У Ярославы был младший брат. В том, что он именно был, лично у меня сомнений нет. Хотя моя теща Серафима Аркадьевна до сих пор верит в его возвращение.

Вот они – на старом черно-белом снимке: белокурая девочка с косичками, рядом на качельках – напряженно смотрящий в объектив карапуз в кружевном слюнявчике. Въедливый, вопрошающий взгляд, сжатые губки. Что он пытается разглядеть? Свою судьбу?

Признаться, меня Алексей не любил. Чем была вызвана эта нелюбовь – братской ревностью, завистью, скверным характером или тем необъяснимым и таинственным, что порождает иррациональную неприязнь человека к человеку, я не знаю. Не могу утверждать, что это чувство было взаимным. Но знать о нем было неприятно. Да и сам Алексей был мне неприятен – хотя о покойниках, как говорится…

Алехан – так называла ироничная Ярослава своего брата, видимо, намекая на былинный образ старшего из братьев Орловых – был чахоточного вида высокий и щуплый юноша с еще не увядшим букетом подростковых комплексов. Он только что закончил философский факультет «большого» университета и деятельно готовился продолжить свой жизненный путь. Получив, как и я, бесполезное образование, Алехан успел поработать официантом, экспедитором, развозчиком пиццы и продавцом в магазине погребальных товаров. Отовсюду моего шурина гнал его неуживчивый характер. Доведенные до абсурда дотошность и принципиальность изрядно осложняли его жизнь, а заодно и жизнь его близких родственников.

У него была девушка, о которой невозможно сказать что-то определенное. Человек без свойств. Неулыбчивая молчунья с вечно утомленным видом. Отвернешься – и тут же забудешь, как она выглядит. Они с Алеханом были вполне гармоничной парой – сидят рядом, оба молчат и хмурятся. Пожалуй, она была единственным человеком, который его понимал. На свадебном пиру оба они куксились и смотрели в мою сторону так, как будто я задолжал им миллион. Произнося поздравительную речь, мой новоиспеченный шурин не преминул заметить, как сказочно повезло жениху и призвал его – то есть меня быть достойным такого подарка судьбы.

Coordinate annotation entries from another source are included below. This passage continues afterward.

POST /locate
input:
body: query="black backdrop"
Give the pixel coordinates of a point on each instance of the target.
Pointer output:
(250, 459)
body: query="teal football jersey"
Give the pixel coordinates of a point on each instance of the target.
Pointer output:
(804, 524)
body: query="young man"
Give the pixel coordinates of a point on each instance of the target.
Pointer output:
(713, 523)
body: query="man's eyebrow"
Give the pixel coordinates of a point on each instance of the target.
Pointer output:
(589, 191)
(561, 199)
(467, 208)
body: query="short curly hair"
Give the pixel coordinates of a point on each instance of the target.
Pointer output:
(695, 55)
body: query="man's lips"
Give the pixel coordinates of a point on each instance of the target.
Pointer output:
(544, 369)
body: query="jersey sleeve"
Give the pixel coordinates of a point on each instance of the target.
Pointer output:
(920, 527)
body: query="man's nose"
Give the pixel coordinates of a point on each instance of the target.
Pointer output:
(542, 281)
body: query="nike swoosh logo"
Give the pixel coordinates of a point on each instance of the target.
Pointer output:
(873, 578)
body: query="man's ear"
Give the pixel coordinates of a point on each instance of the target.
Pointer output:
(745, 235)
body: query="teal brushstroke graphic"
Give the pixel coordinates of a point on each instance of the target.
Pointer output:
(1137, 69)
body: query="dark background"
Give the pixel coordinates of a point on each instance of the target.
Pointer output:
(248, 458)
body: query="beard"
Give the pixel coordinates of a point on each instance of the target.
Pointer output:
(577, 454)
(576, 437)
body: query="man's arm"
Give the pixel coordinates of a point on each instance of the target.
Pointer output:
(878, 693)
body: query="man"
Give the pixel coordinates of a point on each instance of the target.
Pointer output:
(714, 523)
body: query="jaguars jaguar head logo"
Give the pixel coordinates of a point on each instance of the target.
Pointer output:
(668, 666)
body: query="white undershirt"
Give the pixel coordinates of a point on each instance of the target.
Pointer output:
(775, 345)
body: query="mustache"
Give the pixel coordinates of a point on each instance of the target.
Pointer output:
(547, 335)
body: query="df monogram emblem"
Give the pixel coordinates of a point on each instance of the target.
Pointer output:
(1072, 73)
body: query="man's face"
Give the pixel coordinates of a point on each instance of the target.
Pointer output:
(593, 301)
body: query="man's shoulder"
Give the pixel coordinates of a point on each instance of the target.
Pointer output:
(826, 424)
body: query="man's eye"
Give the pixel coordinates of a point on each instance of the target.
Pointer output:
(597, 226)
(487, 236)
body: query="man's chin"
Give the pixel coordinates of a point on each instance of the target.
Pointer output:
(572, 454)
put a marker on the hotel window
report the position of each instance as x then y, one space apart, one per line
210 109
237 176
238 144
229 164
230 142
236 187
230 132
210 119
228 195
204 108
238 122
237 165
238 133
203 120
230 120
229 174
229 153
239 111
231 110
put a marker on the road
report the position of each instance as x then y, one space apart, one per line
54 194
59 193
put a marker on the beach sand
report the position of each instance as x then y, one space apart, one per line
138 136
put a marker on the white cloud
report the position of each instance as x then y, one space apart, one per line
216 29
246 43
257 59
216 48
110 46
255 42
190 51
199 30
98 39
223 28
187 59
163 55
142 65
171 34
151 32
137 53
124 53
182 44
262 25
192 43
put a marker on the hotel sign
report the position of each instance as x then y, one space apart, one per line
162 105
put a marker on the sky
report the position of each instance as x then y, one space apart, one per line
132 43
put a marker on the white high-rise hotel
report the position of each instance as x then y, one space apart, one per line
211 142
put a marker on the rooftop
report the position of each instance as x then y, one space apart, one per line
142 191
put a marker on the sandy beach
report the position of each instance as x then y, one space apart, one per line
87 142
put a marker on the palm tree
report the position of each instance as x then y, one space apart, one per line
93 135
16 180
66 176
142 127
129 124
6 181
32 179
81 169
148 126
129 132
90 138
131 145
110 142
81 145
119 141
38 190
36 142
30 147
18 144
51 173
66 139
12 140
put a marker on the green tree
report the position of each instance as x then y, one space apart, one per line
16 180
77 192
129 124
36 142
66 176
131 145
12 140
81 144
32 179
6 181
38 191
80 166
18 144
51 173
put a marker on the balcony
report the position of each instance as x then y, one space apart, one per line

О, младший брат моей жены был большой оригинал. В нем с детства сидел бес противоречия, и этот бес взрослел вместе с ним. По рассказам Ярославы, Алексей был в вечной оппозиции ко всему, что его окружало – к родителям, к сестре, к учителям и одноклассникам, к соседям и просто случайным прохожим, не говоря уже о государстве, все телодвижения которого вызывали у него недоуменно-брезгливое раздражение. Его оппозиционность распространялась даже на собственное тело, с которым он все время воевал – я с отвращением вспоминаю его обглоданные пальцы, сорванные прыщи, расчесанную до крови кожу. Если Алехан заболевал, а болел он часто, ничто не могло заставить его лечиться – хотя бы медом.

Иметь дело с Алеханом было великим испытанием. Однажды мы поехали с ним к теще передвигать мебель (сама по себе мебель, надо полагать, была ни при чем – Серафима Аркадьевна переживала из-за прохладцы в наших с Алеханом отношениях и действовала в соответствии с тезисом кота Матроскина: «Совместный труд объединяет»). Мне было бы гораздо легче самому сделать всю работу, чем делить ее с ним. Договориться, каким образом следует перемещать сервант, оказалось невозможным. Мой шурин был органически не способен на компромисс. Если бы не моя уступчивость, тещины шкафы и буфеты так и осталась бы на своих местах.

Даже просто разговаривать с ним было сущим мучением. Он имел дурацкую манеру отвечать вопросом на вопрос и подвергал дотошному анализу едва ли не каждое произнесенное в его присутствии слово, извлекая из него весьма неожиданный смысл. Когда во время семейного застолья я неосторожно заявил, что не люблю шпроты, он долго рассуждал на эту тему и сделал вывод, что это ложное утверждение, а мой отказ от употребления в пищу шпрот (в данном случае – прибалтийских) свидетельствует о моих антизападных взглядах и лояльности к действующей российской власти. При этом он был убийственно серьезен.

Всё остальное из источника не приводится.